In my previous post, I mentioned there are six keys to disaster preparedness that you should look for in any data center provider: infrastructure design, documented response plans, mock disaster drills, preventative maintenance, clear communication and the right people. This week, I’ll talk about number two on the list: a well-documented response plan.
It is critical that your data center provider has well-documented emergency preparedness and disaster response plans. While similar, both plans should be specific to the geographic location and type of facility. These plans identify actions that will prepare the data center operations team in case of an emergency, including the necessary steps that must be taken before, during and after an event. For example, a prototypical “inclement weather preparedness plan” will specifically address the risks associated with severe weather including tornados, thunderstorms, hurricanes and floods. Your provider’s plan should include specific tasks the operations team should perform at predetermined times leading up to the event – such as arrangements for contractor and supplier support, any changes to staffing levels and hotel reservations if an extended event is expected, among other things. These tasks should be repeated at regular intervals with a final plan in place a minimum of 12 – 24 hours before the event.

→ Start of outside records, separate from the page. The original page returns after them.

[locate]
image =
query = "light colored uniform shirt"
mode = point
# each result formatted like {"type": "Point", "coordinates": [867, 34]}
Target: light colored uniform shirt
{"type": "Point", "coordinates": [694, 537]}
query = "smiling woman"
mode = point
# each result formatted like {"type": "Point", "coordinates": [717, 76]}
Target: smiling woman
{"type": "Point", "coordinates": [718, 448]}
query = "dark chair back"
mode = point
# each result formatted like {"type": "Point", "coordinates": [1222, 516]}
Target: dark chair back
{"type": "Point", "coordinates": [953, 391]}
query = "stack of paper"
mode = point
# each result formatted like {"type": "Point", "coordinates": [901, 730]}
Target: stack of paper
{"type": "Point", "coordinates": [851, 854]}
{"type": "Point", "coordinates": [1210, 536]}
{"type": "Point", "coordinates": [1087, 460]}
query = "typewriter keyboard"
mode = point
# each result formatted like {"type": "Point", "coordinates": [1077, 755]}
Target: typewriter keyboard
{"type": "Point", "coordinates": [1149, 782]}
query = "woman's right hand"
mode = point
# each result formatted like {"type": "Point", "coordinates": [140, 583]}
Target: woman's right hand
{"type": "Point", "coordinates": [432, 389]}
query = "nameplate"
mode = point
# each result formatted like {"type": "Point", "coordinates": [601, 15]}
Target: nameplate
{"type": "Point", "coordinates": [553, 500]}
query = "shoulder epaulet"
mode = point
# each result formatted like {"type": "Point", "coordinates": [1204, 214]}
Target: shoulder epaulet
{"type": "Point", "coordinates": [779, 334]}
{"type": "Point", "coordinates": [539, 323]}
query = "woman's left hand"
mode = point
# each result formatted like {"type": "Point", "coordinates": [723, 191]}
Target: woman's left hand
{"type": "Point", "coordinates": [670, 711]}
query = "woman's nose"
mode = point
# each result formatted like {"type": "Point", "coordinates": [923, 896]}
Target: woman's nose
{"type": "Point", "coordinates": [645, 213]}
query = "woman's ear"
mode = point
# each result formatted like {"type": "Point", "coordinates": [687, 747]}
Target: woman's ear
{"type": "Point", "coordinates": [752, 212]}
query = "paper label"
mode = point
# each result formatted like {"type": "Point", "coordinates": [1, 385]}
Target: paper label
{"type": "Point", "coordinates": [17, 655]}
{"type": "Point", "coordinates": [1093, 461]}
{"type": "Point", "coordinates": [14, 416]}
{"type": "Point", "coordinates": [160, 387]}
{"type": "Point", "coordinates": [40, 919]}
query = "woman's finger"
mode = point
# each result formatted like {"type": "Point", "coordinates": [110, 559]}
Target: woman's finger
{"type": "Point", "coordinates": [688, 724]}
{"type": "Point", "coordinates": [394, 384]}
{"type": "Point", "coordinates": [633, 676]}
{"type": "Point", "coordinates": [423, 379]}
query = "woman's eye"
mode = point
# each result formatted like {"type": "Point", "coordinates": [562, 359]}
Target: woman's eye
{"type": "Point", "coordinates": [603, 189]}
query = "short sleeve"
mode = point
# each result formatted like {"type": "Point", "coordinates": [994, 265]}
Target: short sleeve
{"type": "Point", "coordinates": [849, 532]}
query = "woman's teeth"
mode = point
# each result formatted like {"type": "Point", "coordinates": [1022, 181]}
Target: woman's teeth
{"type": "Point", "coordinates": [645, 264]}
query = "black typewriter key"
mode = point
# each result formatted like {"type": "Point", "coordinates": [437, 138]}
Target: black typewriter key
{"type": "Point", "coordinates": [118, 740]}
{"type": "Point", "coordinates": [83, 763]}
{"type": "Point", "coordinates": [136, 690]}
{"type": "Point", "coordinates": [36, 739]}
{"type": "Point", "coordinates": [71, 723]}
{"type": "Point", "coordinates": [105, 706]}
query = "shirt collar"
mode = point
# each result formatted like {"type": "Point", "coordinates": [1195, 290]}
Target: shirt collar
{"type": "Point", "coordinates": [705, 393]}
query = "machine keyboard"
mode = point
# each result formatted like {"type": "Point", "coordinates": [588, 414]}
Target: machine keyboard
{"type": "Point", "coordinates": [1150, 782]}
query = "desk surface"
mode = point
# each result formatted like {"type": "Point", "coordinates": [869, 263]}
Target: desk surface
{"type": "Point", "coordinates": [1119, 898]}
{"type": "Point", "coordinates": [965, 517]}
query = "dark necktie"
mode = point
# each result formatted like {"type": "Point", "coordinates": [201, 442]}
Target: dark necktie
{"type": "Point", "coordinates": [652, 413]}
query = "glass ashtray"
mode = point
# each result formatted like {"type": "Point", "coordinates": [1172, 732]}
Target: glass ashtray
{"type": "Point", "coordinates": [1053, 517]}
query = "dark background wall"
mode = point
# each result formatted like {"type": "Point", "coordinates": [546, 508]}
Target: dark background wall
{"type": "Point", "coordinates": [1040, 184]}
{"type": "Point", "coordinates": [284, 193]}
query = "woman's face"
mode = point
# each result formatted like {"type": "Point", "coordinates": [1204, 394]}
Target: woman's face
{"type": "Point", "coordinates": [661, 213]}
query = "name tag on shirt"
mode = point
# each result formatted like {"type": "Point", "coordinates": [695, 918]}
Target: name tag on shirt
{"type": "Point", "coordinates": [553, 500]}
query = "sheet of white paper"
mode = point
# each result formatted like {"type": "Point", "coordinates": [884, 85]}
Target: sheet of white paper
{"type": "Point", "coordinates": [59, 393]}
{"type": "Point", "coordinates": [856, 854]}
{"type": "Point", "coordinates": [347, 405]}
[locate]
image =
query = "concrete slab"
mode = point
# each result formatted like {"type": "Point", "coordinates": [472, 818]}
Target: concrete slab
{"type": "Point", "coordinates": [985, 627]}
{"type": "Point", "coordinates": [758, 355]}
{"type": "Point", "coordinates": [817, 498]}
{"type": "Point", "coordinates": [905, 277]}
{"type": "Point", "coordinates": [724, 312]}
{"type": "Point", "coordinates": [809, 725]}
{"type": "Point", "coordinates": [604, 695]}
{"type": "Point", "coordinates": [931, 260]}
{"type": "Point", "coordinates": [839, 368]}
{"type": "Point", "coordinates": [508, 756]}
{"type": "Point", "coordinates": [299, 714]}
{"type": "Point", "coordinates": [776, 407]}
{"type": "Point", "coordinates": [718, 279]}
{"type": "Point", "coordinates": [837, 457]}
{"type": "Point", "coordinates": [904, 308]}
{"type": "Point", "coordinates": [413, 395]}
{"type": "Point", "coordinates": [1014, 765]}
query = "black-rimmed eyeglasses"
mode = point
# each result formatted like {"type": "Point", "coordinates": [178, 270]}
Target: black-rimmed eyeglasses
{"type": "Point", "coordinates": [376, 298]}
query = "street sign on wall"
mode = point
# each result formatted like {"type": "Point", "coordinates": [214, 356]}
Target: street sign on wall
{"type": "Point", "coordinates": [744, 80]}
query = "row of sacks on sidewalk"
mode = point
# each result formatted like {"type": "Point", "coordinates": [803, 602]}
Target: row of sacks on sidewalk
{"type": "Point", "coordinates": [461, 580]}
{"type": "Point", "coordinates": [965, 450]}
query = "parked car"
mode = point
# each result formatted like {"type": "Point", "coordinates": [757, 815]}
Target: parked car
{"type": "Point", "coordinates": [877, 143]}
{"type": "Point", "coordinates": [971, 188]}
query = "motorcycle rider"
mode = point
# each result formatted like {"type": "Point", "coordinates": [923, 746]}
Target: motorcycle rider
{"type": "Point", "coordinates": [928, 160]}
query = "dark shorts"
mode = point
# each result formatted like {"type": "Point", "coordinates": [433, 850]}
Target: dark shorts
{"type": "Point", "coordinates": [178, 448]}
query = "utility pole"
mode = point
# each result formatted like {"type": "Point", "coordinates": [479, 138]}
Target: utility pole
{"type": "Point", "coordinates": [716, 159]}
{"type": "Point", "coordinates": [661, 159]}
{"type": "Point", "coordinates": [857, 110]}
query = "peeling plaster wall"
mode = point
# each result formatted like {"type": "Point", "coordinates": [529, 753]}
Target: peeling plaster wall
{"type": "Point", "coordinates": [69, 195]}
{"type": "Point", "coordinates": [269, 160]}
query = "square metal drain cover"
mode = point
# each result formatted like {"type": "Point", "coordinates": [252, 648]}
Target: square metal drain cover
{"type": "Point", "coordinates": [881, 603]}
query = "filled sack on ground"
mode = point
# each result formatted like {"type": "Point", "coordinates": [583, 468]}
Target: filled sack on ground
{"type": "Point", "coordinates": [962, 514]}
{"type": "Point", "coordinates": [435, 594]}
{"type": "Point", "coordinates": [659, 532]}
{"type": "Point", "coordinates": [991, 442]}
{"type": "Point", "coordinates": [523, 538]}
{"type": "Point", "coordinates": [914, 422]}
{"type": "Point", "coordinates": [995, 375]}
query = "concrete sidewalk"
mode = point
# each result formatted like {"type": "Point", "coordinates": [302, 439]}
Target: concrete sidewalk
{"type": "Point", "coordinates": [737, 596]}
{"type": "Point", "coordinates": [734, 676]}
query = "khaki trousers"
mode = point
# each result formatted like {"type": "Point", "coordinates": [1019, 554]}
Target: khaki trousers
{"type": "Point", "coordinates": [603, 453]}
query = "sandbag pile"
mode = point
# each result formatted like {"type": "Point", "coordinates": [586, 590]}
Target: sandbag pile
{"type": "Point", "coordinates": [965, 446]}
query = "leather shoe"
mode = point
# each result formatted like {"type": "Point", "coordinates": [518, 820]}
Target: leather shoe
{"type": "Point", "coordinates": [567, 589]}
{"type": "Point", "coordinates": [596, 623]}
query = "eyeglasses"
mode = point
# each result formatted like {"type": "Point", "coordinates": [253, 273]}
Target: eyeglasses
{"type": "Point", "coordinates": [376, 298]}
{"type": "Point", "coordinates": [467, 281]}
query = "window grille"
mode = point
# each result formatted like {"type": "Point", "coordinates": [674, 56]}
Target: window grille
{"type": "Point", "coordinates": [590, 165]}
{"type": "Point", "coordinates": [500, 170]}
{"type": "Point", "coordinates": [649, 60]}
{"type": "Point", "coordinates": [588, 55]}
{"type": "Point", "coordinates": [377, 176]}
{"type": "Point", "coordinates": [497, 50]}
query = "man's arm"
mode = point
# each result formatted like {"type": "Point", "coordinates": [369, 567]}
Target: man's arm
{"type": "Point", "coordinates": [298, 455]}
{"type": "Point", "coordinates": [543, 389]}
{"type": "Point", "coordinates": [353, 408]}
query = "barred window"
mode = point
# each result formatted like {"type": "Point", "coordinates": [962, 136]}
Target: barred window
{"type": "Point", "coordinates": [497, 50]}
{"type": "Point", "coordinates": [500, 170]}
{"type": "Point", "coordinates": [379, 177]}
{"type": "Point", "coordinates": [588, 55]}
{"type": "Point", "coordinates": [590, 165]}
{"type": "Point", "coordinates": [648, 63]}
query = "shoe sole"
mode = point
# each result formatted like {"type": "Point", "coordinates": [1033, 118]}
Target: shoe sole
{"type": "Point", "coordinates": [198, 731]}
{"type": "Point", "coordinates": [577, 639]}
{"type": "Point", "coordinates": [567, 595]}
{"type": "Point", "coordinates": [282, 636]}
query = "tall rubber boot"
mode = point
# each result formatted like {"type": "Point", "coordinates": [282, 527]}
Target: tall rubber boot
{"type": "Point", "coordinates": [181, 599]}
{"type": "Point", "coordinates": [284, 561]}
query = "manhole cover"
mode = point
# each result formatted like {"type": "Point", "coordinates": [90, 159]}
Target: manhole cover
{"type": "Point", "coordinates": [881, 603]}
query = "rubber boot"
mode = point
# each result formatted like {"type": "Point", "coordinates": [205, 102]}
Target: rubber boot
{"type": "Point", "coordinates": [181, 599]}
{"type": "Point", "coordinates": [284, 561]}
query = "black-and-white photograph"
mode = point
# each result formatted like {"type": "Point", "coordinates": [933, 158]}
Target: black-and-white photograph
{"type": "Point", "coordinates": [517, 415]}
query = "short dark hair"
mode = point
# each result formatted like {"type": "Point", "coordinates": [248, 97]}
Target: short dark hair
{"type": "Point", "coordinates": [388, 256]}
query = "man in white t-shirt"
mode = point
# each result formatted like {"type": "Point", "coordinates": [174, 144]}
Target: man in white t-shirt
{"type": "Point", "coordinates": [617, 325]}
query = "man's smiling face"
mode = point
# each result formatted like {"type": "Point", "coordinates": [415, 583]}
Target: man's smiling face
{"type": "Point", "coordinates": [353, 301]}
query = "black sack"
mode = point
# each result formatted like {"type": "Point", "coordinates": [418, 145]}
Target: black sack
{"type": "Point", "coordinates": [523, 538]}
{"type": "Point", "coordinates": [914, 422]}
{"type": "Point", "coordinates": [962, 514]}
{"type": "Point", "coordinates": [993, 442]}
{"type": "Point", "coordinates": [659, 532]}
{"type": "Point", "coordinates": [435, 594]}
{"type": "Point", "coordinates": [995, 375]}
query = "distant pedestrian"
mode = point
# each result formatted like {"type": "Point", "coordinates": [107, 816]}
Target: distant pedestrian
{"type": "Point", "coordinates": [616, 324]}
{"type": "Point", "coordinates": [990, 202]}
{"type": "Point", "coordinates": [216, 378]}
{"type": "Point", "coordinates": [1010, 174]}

Documentation should be easily accessible to customers upon request in both soft and hard copy, contain critical contact information including the provider’s management team and escalation procedures to ensure command and control maintainability throughout the event.
When it comes to your IP network, it is imperative that your data center services provider knows how to react in a disaster scenario, whether a problem is caused by a hardware or network failure. Do they have escalation procedures? An on-call rotation? Who can assist, and how quickly? Unlike data center facility or system issues, where the cause of a problem is often more obvious, network failures often require deeper inspection and detection before troubleshooting can begin. Does your provider have automated tools that monitor network health and routing stability? If so, are response measures taken automatically or do they require human intervention? Are those response measures documented and is everyone aware of them?